In response to international sanctions and the global digital asset wave, the Russian government is accelerating its cryptocurrency policy adjustments. Recently, the Russian Ministry of Finance confirmed that it is considering launching an independent “Stablecoin Law,” aiming to formally incorporate stablecoins—digital assets pegged to fiat currency—into the legal framework. This marks Moscow’s shift from viewing cryptocurrencies as marginal tools to positioning them as a key part of national economic strategy.

Linked to trading regulations, legislative process accelerates

According to Alexey Yakovlev, head of the Financial Policy Department of the Russian Ministry of Finance, stablecoins show “huge and enormous” development potential. To ensure precise regulation, the ministry plans to separate stablecoins from general cryptocurrency trading laws and implement “categorical regulation.”

The relevant draft is currently expected to be submitted to the State Duma (lower house) for review this spring. If progress is smooth, the law could be officially enacted as early as July. Prior to that, the government will implement core regulations, including banning citizens from trading cryptocurrencies on unapproved platforms, paving the way for the subsequent stablecoin law.

Breaking the sanctions deadlock, focusing on cross-border applications

Russia’s strong push to legalize stablecoins is primarily motivated by their “sanctions circumvention” features. Due to their price stability and blockchain decentralization, stablecoins are viewed as ideal for cross-border payments by the Russian government.

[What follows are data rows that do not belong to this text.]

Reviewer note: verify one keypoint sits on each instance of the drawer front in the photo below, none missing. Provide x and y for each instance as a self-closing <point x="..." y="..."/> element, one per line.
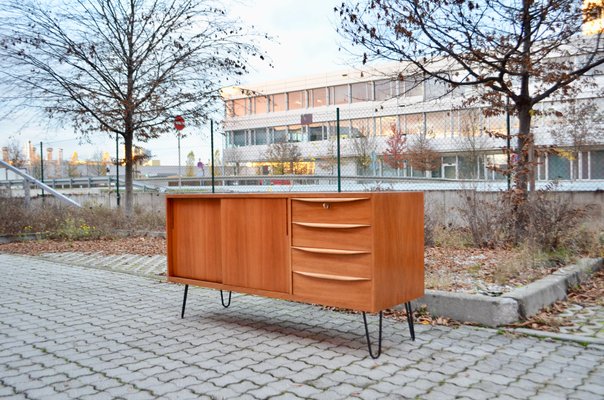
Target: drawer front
<point x="330" y="292"/>
<point x="354" y="265"/>
<point x="332" y="238"/>
<point x="332" y="210"/>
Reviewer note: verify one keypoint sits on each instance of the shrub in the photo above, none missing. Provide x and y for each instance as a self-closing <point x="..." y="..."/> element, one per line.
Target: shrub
<point x="71" y="223"/>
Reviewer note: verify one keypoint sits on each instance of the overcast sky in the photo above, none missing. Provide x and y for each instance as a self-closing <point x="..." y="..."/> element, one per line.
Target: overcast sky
<point x="306" y="43"/>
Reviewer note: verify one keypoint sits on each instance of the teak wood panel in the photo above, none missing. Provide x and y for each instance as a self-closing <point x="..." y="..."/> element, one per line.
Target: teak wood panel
<point x="194" y="248"/>
<point x="335" y="238"/>
<point x="332" y="210"/>
<point x="332" y="292"/>
<point x="255" y="243"/>
<point x="358" y="265"/>
<point x="399" y="251"/>
<point x="390" y="272"/>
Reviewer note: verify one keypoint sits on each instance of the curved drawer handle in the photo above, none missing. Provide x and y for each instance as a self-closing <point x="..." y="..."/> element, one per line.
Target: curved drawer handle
<point x="330" y="251"/>
<point x="327" y="200"/>
<point x="331" y="226"/>
<point x="332" y="277"/>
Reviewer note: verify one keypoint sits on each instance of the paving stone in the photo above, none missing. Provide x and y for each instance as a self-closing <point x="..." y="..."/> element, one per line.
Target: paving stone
<point x="108" y="335"/>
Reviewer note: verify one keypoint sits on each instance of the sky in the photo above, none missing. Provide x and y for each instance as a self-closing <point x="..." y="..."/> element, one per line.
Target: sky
<point x="306" y="42"/>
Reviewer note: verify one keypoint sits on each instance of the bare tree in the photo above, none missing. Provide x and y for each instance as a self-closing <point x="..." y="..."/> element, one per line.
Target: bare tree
<point x="284" y="156"/>
<point x="121" y="67"/>
<point x="234" y="156"/>
<point x="13" y="153"/>
<point x="578" y="124"/>
<point x="421" y="154"/>
<point x="523" y="50"/>
<point x="395" y="154"/>
<point x="363" y="147"/>
<point x="97" y="164"/>
<point x="330" y="160"/>
<point x="190" y="164"/>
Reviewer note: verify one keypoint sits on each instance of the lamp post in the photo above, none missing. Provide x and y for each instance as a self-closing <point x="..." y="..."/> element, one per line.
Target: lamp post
<point x="42" y="167"/>
<point x="117" y="169"/>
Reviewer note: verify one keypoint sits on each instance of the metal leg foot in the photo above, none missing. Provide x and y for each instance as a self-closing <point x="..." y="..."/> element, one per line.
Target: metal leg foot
<point x="410" y="319"/>
<point x="222" y="299"/>
<point x="184" y="301"/>
<point x="369" y="341"/>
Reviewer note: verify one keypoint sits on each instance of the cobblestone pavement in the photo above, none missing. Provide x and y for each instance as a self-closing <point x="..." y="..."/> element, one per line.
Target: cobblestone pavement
<point x="71" y="332"/>
<point x="586" y="321"/>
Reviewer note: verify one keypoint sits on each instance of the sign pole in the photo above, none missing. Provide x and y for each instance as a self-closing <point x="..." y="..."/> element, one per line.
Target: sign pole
<point x="179" y="174"/>
<point x="338" y="149"/>
<point x="117" y="169"/>
<point x="212" y="150"/>
<point x="179" y="125"/>
<point x="42" y="167"/>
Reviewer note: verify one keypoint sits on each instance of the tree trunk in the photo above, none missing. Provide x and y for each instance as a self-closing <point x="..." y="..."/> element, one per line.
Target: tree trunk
<point x="523" y="170"/>
<point x="128" y="207"/>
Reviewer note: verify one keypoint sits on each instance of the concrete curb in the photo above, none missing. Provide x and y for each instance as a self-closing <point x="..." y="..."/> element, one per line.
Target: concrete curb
<point x="511" y="307"/>
<point x="556" y="336"/>
<point x="21" y="238"/>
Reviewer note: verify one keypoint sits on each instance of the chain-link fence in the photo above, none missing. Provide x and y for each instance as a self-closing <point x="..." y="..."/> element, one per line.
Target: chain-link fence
<point x="357" y="149"/>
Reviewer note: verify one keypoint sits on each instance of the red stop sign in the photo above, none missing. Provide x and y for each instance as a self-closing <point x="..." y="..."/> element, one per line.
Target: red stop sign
<point x="179" y="123"/>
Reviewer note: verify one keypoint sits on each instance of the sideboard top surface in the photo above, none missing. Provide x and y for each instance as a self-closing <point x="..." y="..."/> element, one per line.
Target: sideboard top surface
<point x="282" y="194"/>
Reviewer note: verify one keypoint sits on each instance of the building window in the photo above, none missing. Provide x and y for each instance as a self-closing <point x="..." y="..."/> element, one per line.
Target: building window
<point x="385" y="89"/>
<point x="319" y="97"/>
<point x="413" y="86"/>
<point x="279" y="134"/>
<point x="438" y="124"/>
<point x="362" y="127"/>
<point x="296" y="133"/>
<point x="295" y="100"/>
<point x="277" y="102"/>
<point x="239" y="138"/>
<point x="239" y="107"/>
<point x="449" y="167"/>
<point x="471" y="123"/>
<point x="413" y="123"/>
<point x="558" y="167"/>
<point x="360" y="91"/>
<point x="596" y="164"/>
<point x="386" y="126"/>
<point x="259" y="136"/>
<point x="261" y="104"/>
<point x="339" y="94"/>
<point x="317" y="132"/>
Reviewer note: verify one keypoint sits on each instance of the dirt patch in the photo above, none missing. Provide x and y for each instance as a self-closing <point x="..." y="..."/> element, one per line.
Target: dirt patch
<point x="145" y="246"/>
<point x="463" y="270"/>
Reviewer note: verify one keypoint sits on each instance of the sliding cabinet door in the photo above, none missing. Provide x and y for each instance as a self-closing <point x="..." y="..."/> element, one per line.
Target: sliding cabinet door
<point x="194" y="239"/>
<point x="254" y="243"/>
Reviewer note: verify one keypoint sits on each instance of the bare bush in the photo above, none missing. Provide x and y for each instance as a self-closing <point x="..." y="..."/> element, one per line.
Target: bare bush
<point x="71" y="223"/>
<point x="549" y="223"/>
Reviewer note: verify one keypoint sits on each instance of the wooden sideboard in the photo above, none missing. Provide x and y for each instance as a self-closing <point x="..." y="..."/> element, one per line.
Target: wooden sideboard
<point x="363" y="251"/>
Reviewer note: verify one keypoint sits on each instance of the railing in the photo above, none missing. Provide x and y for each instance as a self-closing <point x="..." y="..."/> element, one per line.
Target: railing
<point x="81" y="182"/>
<point x="30" y="179"/>
<point x="249" y="183"/>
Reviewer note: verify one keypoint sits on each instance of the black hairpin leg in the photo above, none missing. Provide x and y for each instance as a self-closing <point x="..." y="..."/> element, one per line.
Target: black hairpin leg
<point x="410" y="319"/>
<point x="222" y="299"/>
<point x="184" y="302"/>
<point x="369" y="341"/>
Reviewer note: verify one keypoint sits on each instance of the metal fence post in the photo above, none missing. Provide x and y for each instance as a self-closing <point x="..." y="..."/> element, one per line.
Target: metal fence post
<point x="338" y="149"/>
<point x="212" y="151"/>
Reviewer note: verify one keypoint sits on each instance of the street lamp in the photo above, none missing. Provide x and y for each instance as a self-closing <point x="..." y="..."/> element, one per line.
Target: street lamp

The Central Bank of Russia has previously created a category called “Foreign Digital Rights,” including certain stablecoins. This means that, with approval from the central bank, companies can use stablecoins for international settlements, bypassing restrictions of the SWIFT system. In fact, the stablecoin A7A5, pegged to the ruble, was approved for overseas trade last October, serving as the first pilot of this policy.

Balancing economic interests and regulatory security

While officials have high hopes for stablecoins, regulators remain cautious. Yakovlev emphasized that before finalizing regulations, the government will continue consultations with the central bank and market participants to ensure stablecoins truly serve Russia’s “domestic economic interests.” Currently, there is a consensus to regard stablecoins as a form of digital currency, but future legislation will clarify their legal status and operational standards.

As the global stablecoin market surpasses $300 billion in 2025, Russia’s moves demonstrate its determination not to fall behind in the worldwide digital finance race. Through legislative efforts, Moscow aims not only to legitimize gray-area transactions but also to find technical solutions for long-blocked foreign trade. This legal-driven digital revolution will have a profound impact on Russia’s economic structure.